Very very she
Margaret Anne Doody
- The Works of Aphra Behn. Vol. I: Poetry edited by Janet Todd
Pickering & Chatto, 481 pp, £55.00, September 1992, ISBN 1 85196 012 0 - Oroonoko, The Rover and Other Works by Aphra Behn, edited by Janet Todd
Penguin, 385 pp, £6.99, November 1992, ISBN 0 14 043338 4
‘All women together ought to let flowers fall upon the tomb of Aphra Behn, for it was she who earned them the right to speak their minds,’ Virginia Woolf asserted. Aphra Behn (c. 1640-89) was the first Englishwoman to make her living ‘by her pen’, as we used to say. Now nobody makes her – or his – living by the phallic and virile pen. Linguistic and cultural structures no longer combine in exhibiting the exciting transgression, the impudent androgyny, of the man-woman who picks up her pen to write, for the she-writer, like the he-writer, will feed symbols through the word processor, a brooding matrix-box far more uterine than penile.
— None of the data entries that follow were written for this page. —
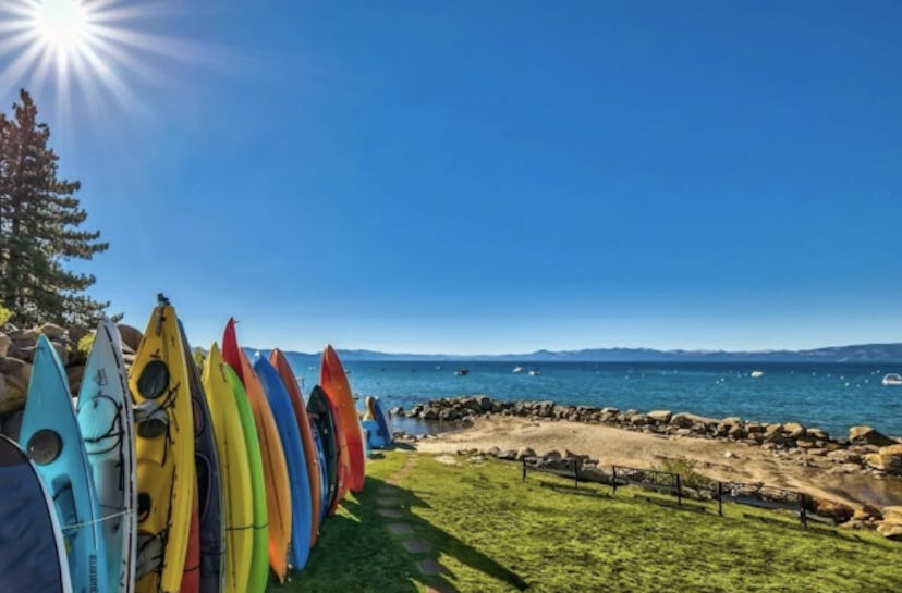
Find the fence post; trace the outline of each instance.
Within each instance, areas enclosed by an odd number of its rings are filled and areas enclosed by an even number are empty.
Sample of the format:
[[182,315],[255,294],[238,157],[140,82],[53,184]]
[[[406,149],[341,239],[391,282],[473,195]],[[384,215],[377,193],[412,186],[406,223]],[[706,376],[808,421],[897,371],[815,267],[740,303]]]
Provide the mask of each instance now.
[[717,483],[717,514],[723,517],[723,482]]
[[680,474],[676,474],[676,505],[683,506],[683,489],[680,482]]

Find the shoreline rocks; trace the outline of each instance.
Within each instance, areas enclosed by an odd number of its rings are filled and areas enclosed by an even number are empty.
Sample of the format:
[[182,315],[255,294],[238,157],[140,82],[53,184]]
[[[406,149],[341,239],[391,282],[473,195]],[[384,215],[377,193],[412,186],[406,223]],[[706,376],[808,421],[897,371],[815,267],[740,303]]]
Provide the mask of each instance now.
[[707,438],[760,447],[800,465],[817,464],[833,473],[866,472],[878,478],[902,477],[902,438],[871,427],[853,427],[848,438],[799,422],[765,423],[739,417],[707,418],[670,410],[621,411],[612,407],[543,401],[502,401],[486,395],[444,397],[392,413],[425,421],[461,423],[492,415],[548,421],[600,424],[674,438]]

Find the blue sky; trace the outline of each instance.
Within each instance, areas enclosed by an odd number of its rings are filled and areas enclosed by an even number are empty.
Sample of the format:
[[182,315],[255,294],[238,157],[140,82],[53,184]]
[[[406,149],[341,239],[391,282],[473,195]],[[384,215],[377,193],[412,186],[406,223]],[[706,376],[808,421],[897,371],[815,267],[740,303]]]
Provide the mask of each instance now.
[[164,291],[200,345],[902,341],[898,2],[181,4],[108,23],[118,86],[0,55],[126,322]]

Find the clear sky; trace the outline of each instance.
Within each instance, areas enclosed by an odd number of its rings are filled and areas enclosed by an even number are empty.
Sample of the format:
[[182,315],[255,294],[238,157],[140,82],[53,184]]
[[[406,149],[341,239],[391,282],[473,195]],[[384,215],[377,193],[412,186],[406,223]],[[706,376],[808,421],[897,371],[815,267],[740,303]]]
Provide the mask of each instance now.
[[898,1],[85,0],[44,66],[29,3],[2,109],[142,329],[163,291],[198,345],[902,342]]

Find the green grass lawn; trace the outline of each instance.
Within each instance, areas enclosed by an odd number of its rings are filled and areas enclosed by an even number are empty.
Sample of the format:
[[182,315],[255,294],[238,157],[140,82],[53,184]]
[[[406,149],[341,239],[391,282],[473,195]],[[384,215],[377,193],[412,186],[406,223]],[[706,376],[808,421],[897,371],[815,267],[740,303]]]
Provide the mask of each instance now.
[[[412,469],[387,484],[411,456]],[[366,490],[326,521],[307,568],[269,591],[902,591],[902,545],[873,533],[803,531],[788,515],[735,505],[724,517],[710,504],[680,510],[631,489],[611,498],[607,487],[581,485],[578,494],[541,485],[568,482],[538,473],[522,483],[517,464],[456,460],[406,452],[370,460]],[[402,502],[405,519],[379,515],[381,491]],[[407,554],[389,532],[398,521],[430,551]],[[422,559],[448,573],[424,577]]]

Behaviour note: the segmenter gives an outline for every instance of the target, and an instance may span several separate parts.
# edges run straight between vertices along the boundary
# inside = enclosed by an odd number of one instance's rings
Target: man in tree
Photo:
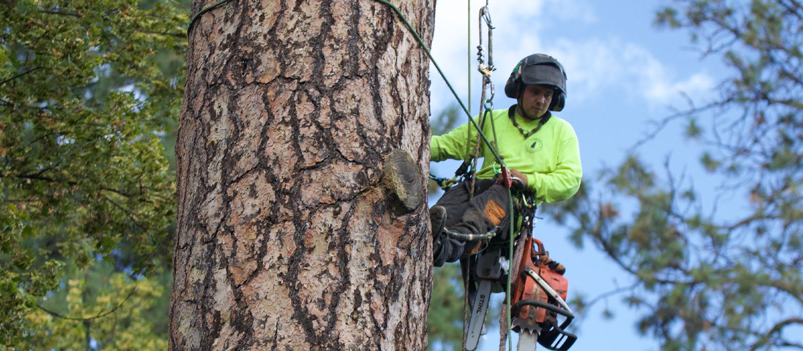
[[[490,111],[482,127],[510,167],[514,186],[532,196],[536,205],[569,199],[580,188],[582,170],[574,129],[550,113],[562,110],[565,103],[563,67],[551,56],[529,55],[513,69],[505,95],[517,103]],[[433,136],[430,159],[469,159],[476,133],[471,123],[466,123],[445,135]],[[479,155],[484,161],[476,174],[474,197],[471,181],[464,181],[446,191],[430,209],[435,266],[476,252],[480,240],[465,234],[483,234],[496,227],[499,232],[509,230],[507,191],[494,171],[499,166],[488,145],[480,145]]]

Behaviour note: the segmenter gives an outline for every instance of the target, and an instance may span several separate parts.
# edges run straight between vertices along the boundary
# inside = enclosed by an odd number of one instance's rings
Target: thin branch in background
[[[14,77],[9,78],[9,79],[7,79],[6,80],[3,80],[2,82],[0,82],[0,85],[3,85],[3,84],[5,84],[6,83],[9,83],[9,82],[10,82],[10,81],[12,81],[14,79],[18,79],[19,77],[22,77],[22,76],[23,76],[25,75],[27,75],[27,74],[29,74],[31,72],[33,72],[34,71],[36,71],[36,70],[39,70],[39,69],[41,69],[41,68],[42,67],[34,67],[34,68],[31,68],[31,69],[30,69],[28,71],[24,71],[22,73],[20,73],[20,74],[18,74],[17,75],[14,75]]]
[[[116,306],[114,306],[113,309],[110,309],[110,310],[108,310],[108,311],[107,311],[105,313],[104,313],[104,312],[98,313],[98,314],[96,316],[92,317],[89,317],[89,318],[76,318],[76,317],[74,317],[62,316],[61,314],[59,314],[59,313],[57,313],[55,312],[51,311],[51,310],[49,310],[47,309],[45,309],[44,307],[42,307],[39,304],[36,304],[36,307],[38,309],[41,309],[41,310],[47,313],[47,314],[50,314],[50,315],[53,316],[53,317],[55,317],[57,318],[67,319],[67,320],[70,320],[70,321],[92,321],[93,319],[102,318],[102,317],[104,317],[106,316],[108,316],[109,314],[113,313],[115,311],[117,310],[117,309],[120,309],[120,307],[122,306],[123,304],[125,303],[125,301],[128,301],[128,299],[131,298],[131,297],[134,295],[134,292],[135,291],[137,291],[137,285],[134,285],[134,287],[131,288],[131,292],[128,292],[128,295],[127,297],[125,297],[125,298],[123,299],[123,301],[120,301],[120,303],[119,303]]]
[[[77,12],[61,12],[61,11],[55,11],[55,10],[39,10],[39,11],[41,12],[41,13],[43,13],[43,14],[60,14],[60,15],[63,15],[63,16],[73,16],[73,17],[75,17],[75,18],[80,18],[84,17],[84,15],[82,15],[81,14],[79,14]]]

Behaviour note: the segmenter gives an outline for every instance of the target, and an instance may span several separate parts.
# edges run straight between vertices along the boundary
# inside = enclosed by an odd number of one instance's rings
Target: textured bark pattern
[[[434,6],[399,5],[427,42]],[[426,196],[399,215],[381,181],[394,149],[429,170],[428,66],[372,0],[233,0],[200,18],[176,147],[171,349],[426,348]]]

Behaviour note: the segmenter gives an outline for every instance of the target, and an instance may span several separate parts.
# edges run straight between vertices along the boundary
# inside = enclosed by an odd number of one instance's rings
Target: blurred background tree
[[[0,6],[5,347],[166,348],[169,160],[188,9],[156,0]],[[163,318],[144,321],[153,309]]]
[[[659,176],[637,145],[549,211],[578,246],[592,243],[631,276],[626,301],[662,349],[803,349],[803,6],[675,0],[656,23],[688,30],[732,75],[644,142],[684,123],[721,184],[700,192],[668,158]]]

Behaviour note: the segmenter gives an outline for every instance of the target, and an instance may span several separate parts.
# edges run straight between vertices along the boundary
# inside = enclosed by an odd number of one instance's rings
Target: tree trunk
[[[428,45],[434,6],[399,6]],[[170,349],[425,349],[429,65],[413,35],[372,0],[234,0],[189,50]]]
Aphra Behn was a shady lady who muscled into the men’s preserve, and was called a whore for her pains. Woolf’s A Room of One’s Own fails to make quite clear how truly successful Behn was in her time. She may not have been Judith Shakespeare, but she got play after play on the stage, her poems appeared in diverse publications, and there was a strong demand for her prose fiction.